NEW HAVEN JURY CONVICTS WILFREDO PEREZ

Kevin J. O'Connor, United States Attorney for the District of Connecticut, announced that a federal jury sitting in New Haven today convicted WILFREDO PEREZ, age 37, formerly of Hartford, Connecticut, of four counts relating to the 1996 murder of Theodore "Teddy" Casiano. PEREZ was convicted of conspiring to commit a murder-for-hire, interstate murder-for-hire, aiding and abetting the murder of Casiano as a violent act in furtherance of a racketeering enterprise, and using a firearm to kill Casiano. United States District Judge Janet B. Arterton presided over the three-week trial. The jury returned its verdict after approximately four days of deliberation.

Evidence presented at trial revealed that in 1996, PEREZ was distributing large quantities of cocaine on the retail level in Hartford, Connecticut. Casiano, a leading member of the Savage Nomad street gang, threatened PEREZ's drug distribution network and, as a result, PEREZ hired killers from New York to kill Casiano. PEREZ paid the killers $6,000 for the murder, which was committed from a motorcycle a short distance away from his place of business, Perez Auto, on Newfield Avenue in Hartford. The jury found that PEREZ, as leader of his drug organization, was responsible for ordering Casiano's murder, for luring Casiano to the scene of the murder, and for paying for the murder.

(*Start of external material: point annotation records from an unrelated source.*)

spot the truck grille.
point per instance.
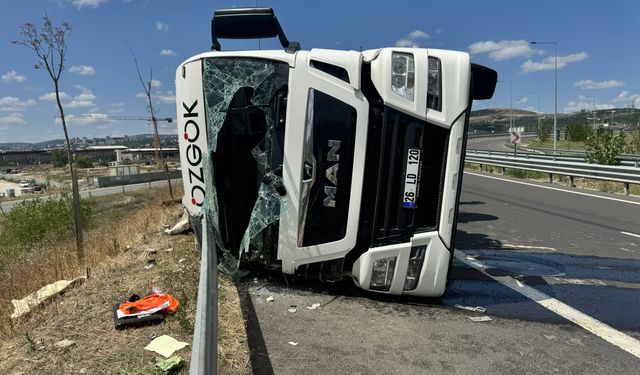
(391, 222)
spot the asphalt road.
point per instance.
(498, 143)
(567, 245)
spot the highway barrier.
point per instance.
(564, 166)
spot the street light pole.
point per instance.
(537, 93)
(510, 105)
(555, 112)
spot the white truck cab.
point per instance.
(327, 163)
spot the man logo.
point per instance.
(332, 174)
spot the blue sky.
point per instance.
(597, 48)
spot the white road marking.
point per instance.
(529, 247)
(605, 332)
(556, 189)
(631, 234)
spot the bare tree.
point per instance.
(146, 86)
(50, 46)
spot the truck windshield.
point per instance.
(245, 101)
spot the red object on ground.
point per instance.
(150, 302)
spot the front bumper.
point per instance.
(433, 274)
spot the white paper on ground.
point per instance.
(165, 345)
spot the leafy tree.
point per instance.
(49, 43)
(603, 147)
(37, 220)
(543, 133)
(577, 132)
(60, 158)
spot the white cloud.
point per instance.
(84, 70)
(589, 84)
(584, 103)
(161, 26)
(13, 104)
(115, 107)
(79, 4)
(52, 96)
(548, 63)
(412, 39)
(13, 76)
(504, 49)
(13, 119)
(167, 97)
(89, 118)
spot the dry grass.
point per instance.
(233, 351)
(584, 183)
(84, 314)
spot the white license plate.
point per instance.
(411, 179)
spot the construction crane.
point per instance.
(156, 138)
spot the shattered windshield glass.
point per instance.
(245, 101)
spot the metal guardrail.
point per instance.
(616, 173)
(205, 336)
(561, 155)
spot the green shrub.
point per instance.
(60, 158)
(84, 162)
(603, 147)
(578, 132)
(38, 220)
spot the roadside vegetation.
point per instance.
(584, 183)
(38, 249)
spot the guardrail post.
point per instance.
(204, 359)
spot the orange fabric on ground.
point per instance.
(149, 302)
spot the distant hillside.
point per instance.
(497, 119)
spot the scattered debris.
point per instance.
(62, 344)
(169, 365)
(165, 345)
(314, 306)
(153, 303)
(25, 305)
(479, 309)
(480, 318)
(150, 251)
(181, 226)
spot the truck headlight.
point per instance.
(402, 75)
(434, 85)
(415, 267)
(382, 274)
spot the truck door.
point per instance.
(325, 143)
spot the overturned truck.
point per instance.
(327, 163)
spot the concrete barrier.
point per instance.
(108, 181)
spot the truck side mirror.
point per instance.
(248, 23)
(483, 82)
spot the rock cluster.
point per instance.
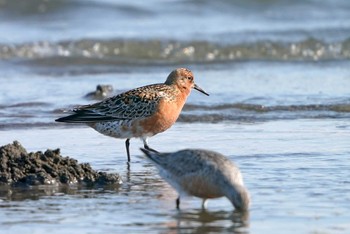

PEREZ now faces the possibility of a death sentence. The penalty phase of the trial will begin on Thursday, July 1, 2004. In the alternative, PEREZ will face a sentence of mandatory life imprisonment.

To date, four other persons have been convicted in this case. Mario Lopez, who rode the motorcycle used in the murder, pleaded guilty to the same charges of which PEREZ was convicted. Santiago Feliciano, who took the motorcycle back to New York after the murder, has pleaded guilty to conspiring to commit murder-for-hire. Jose Antonio Perez, the brother of WILFREDO PEREZ, was convicted after trial of the same charges as his brother, and has been sentenced to life imprisonment plus five years (to run consecutive). And Raymond Piña, who traveled to Hartford with the killers on the day before the murder, has been convicted by a jury of obstructing the grand jury investigation of this matter.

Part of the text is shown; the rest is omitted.